14 janvier 2016

El Valle de los Caídos, un problème, gros comme une montagne...

L'entrée de la basilique du Valle de los Caidos où est
enterré Francisco Franco 





Après avoir envisagé dans des précédents articles comment les villes de Ceuta et de Melilla avaient "reçu" la Loi sur la Mémoire Historique de 2007, je me suis éloigné du sujet principal de ce blog pour m'intéresser au plus fameux monument de l'époque franquiste, El valle de los Caídos qui se situe à quelques 50 km au nord de Madrid.









El Valle de los Caídos1, un problème « gros comme une montagne »

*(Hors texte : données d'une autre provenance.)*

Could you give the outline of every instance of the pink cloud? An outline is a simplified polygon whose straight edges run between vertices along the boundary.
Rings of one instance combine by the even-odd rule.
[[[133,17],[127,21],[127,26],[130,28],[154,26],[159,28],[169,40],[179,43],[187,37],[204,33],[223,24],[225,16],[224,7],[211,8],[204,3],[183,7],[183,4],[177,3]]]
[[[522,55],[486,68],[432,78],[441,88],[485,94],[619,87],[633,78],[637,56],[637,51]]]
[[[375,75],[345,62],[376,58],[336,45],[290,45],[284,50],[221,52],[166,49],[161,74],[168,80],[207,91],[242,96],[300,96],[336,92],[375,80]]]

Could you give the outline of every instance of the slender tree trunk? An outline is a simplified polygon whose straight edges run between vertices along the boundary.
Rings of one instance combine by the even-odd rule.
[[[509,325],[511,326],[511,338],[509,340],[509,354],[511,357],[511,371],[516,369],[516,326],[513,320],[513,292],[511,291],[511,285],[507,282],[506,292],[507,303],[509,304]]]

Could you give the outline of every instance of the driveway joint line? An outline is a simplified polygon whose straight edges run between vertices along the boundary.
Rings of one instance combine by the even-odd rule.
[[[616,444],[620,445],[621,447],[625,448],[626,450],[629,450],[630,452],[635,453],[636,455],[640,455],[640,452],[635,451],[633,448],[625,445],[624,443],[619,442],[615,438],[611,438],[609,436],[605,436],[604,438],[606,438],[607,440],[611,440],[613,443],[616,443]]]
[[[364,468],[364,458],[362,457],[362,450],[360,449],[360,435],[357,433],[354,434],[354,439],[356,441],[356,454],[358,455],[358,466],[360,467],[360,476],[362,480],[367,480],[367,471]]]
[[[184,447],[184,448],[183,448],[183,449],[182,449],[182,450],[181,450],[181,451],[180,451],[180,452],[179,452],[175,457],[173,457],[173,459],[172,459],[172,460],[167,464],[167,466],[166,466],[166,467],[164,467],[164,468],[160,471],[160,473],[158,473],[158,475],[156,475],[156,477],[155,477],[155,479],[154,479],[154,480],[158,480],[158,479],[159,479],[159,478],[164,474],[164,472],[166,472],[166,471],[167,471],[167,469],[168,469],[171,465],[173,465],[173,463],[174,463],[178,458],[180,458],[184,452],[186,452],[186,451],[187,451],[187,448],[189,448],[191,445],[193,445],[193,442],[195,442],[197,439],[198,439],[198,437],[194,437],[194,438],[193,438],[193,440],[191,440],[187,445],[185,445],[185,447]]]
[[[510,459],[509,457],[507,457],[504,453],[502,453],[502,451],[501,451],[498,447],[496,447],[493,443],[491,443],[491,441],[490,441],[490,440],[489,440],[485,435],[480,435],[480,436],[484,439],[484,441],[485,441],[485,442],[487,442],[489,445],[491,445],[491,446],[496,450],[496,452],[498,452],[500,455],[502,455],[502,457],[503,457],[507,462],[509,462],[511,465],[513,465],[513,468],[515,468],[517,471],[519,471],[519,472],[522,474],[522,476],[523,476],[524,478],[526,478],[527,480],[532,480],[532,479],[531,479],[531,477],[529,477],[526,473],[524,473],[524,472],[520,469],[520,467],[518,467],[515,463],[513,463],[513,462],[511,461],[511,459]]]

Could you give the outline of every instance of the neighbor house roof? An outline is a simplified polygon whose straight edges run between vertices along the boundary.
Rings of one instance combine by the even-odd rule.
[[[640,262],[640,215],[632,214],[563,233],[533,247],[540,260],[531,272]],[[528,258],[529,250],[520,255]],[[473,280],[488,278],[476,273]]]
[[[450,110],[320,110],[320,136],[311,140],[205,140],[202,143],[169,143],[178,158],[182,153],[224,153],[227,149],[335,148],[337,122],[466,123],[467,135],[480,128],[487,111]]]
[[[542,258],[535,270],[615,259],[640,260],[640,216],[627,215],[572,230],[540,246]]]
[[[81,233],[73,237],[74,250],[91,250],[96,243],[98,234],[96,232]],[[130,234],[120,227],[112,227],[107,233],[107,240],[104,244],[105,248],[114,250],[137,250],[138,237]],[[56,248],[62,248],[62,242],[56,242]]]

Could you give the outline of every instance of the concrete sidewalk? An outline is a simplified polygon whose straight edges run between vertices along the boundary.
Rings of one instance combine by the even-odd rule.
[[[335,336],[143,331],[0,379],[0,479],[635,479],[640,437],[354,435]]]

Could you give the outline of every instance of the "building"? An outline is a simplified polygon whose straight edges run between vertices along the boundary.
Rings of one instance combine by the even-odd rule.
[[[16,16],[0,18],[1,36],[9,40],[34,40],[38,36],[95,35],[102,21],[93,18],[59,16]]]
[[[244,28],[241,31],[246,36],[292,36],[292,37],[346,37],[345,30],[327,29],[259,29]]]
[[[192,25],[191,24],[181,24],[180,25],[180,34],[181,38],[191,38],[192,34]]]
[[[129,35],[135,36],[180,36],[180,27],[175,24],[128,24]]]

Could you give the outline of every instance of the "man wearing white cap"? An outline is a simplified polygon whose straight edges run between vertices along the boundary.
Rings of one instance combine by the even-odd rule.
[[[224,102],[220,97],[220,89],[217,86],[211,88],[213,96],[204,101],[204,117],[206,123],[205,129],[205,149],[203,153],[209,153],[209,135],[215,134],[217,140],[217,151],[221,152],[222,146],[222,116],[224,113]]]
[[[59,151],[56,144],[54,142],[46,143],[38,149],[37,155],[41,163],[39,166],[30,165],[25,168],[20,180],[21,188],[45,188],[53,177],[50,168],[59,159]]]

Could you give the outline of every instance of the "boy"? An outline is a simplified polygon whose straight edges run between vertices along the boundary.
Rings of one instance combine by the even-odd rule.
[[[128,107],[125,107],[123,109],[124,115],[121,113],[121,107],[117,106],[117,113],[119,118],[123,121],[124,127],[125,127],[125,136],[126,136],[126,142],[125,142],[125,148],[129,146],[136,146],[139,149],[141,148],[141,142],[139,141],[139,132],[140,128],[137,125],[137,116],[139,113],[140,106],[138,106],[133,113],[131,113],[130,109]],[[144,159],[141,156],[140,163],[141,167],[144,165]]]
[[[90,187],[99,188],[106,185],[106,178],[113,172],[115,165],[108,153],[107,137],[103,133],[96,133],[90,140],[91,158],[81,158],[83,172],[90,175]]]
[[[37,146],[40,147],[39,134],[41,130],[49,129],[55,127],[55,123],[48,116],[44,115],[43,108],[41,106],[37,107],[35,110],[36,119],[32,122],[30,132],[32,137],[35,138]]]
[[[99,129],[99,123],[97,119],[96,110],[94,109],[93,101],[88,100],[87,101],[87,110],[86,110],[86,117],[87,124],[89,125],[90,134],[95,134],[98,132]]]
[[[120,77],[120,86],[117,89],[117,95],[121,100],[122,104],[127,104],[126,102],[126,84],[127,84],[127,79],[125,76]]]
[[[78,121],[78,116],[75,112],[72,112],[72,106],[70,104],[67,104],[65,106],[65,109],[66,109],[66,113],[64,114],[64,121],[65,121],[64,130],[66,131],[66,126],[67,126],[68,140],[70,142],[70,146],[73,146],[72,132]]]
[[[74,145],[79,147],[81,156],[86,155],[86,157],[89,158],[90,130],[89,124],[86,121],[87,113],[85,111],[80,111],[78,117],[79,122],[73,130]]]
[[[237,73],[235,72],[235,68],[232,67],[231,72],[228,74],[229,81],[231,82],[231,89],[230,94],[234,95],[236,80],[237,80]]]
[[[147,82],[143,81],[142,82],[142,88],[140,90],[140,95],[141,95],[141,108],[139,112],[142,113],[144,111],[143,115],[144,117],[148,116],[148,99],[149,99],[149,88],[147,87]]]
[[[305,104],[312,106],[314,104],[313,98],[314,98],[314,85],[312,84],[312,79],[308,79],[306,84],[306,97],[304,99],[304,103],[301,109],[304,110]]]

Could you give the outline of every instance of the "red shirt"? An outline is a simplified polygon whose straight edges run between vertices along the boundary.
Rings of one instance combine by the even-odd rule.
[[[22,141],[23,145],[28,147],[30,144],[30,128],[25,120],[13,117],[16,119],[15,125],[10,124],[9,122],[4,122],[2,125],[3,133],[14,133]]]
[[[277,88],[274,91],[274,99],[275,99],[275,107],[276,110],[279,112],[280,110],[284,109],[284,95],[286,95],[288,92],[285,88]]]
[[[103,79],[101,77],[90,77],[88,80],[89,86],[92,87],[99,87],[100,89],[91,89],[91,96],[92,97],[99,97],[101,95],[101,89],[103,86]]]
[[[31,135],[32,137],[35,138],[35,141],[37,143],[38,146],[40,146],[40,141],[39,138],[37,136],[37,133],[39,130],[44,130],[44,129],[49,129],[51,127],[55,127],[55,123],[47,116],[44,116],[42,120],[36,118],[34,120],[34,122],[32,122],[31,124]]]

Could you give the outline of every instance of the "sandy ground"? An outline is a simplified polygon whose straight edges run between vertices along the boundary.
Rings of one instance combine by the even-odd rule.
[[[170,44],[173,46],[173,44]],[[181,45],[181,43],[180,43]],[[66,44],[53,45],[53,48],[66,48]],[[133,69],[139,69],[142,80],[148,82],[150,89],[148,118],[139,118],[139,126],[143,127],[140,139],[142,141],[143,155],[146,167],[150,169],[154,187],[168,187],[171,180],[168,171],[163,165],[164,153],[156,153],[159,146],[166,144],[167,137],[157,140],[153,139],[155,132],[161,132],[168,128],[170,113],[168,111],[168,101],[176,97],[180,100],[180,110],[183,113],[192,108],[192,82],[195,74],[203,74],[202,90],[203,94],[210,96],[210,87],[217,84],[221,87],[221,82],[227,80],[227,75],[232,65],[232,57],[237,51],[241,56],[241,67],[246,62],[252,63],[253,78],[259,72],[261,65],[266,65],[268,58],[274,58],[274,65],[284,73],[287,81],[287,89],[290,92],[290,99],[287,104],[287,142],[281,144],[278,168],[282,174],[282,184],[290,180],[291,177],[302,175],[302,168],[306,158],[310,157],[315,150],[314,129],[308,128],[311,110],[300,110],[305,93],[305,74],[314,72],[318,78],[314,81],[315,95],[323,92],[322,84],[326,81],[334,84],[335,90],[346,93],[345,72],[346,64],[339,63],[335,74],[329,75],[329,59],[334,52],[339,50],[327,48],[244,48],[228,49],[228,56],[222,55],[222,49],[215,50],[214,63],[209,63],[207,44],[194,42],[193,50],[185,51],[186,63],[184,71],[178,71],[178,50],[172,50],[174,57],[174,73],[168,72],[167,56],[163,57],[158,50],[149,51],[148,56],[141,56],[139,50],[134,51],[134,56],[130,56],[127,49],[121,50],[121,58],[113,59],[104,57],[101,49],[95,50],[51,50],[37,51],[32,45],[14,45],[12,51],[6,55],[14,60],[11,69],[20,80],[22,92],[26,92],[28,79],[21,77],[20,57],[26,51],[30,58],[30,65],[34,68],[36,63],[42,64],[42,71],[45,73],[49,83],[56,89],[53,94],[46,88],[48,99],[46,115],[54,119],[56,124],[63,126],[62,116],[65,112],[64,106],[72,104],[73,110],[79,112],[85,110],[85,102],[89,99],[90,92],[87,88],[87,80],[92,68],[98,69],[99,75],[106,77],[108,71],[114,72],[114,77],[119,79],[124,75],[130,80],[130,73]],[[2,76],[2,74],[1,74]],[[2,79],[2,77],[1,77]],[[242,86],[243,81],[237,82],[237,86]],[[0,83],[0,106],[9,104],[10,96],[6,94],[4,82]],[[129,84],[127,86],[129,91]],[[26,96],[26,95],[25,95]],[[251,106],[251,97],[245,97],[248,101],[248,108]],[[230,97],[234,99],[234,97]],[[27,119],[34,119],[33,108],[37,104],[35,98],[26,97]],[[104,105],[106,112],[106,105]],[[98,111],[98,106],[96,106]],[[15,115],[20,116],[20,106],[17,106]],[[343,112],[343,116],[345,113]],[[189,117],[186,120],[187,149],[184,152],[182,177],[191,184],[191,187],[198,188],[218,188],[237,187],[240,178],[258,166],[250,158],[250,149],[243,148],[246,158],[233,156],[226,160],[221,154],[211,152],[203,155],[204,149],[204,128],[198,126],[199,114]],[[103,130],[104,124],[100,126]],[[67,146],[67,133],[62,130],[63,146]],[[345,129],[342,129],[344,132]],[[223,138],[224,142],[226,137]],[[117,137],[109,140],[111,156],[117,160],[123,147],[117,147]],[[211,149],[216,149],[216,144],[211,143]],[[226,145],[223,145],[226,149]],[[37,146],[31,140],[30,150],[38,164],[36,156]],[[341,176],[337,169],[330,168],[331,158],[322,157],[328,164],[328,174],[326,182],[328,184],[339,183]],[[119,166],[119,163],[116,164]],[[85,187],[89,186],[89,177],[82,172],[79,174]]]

Il y a juste un peu plus de 40 ans, le 20 novembre 1975, s'éteignait Francisco Franco, généralissime et « Caudillo d'Espagne par la grâce de Dieu2». Depuis cette date l'ancien dictateur est enterré dans la basilique souterraine du Valle de los Caídos aux côtés de José Antonio Primo de Rivera, fondateur de la Falange, le parti fasciste sur lequel s'appuya en partie Franco dans sa conquête du pouvoir.

Le fantôme de Franco plane toujours sur el Valle de los Caídos

Ce monument colossal, digne héritier d'une architecture fasciste qui se voulait écrasante, a été imaginé en 1940, par Franco lui-même dès la fin de la Guerre Civile espagnole, comme un monument à sa victoire : « pour que les pierres qui se dresseront [ici] aient la grandeur des monuments anciens qui défient le temps et l'oubli3 »selon les propres mots du dictateur lui-même.
Il s'agit en fait du plus important monument d'architecture fasciste encore en usage dans le monde.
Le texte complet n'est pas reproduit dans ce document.